Como el local estaba cerrado por obras, mostré mi acreditación de cronista y muy amablemente el propio dueño del establecimiento me abrió la puerta. Sin decirle nada y ante su mirada incrédula, bajé las persianas del escaparate y antes de que articulara palabra lo asesiné estrangulándolo con un cable. Lo he traído conmigo, con todas sus huellas, ¿ve? Es el que usted me proporcionó. No fue fácil, me costó bastante más de lo que pensaba. Tras recuperar el resuello y ya sin testigos, pude moverme con plena libertad por el local. Después procedí a desvalijar la joyería, borré todas las huellas y, enmascarando el crimen como sólo un profesional de las mafias sabe hacer, destruí, por último, la grabación de la cámara de seguridad. Y ya de vuelta en la redacción, inventé ciertos elementos pasionales en el relato de los hechos, esos detalles morbosos que tanto ayudan a la venta de periódicos y que tanto estimulan su imaginación, señoría. ¿O me lo va a negar a estas alturas? Debería agradecer mi virtuosismo.
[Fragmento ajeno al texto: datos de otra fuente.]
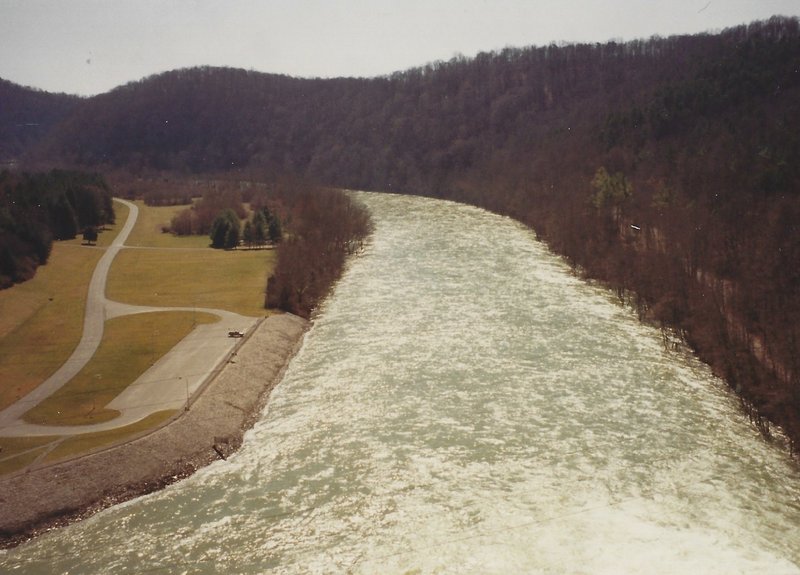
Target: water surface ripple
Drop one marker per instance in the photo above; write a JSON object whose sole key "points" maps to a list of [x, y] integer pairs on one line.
{"points": [[463, 404]]}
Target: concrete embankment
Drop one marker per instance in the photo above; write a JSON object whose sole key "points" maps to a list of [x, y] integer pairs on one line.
{"points": [[34, 501]]}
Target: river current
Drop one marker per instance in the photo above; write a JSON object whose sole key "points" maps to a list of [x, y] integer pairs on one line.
{"points": [[464, 404]]}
Fue a falta de media hora para el cierre de la edición cuando entregué un artículo que promete nuevas entregas, porque soy yo quien tiene la exclusiva.
Cuando la fortuna me vuelva a sonreír en el sorteo de los lunes, volveré a dar detalles de un nuevo y sorprendente suceso. Le aseguro que no es nada fácil, señor juez. Pero antes de que ordene mi detención por este crimen, quisiera terminar el encargo que me hizo su señoría el mes pasado… Oiga, no me mire con esa cara. No se haga de nuevas.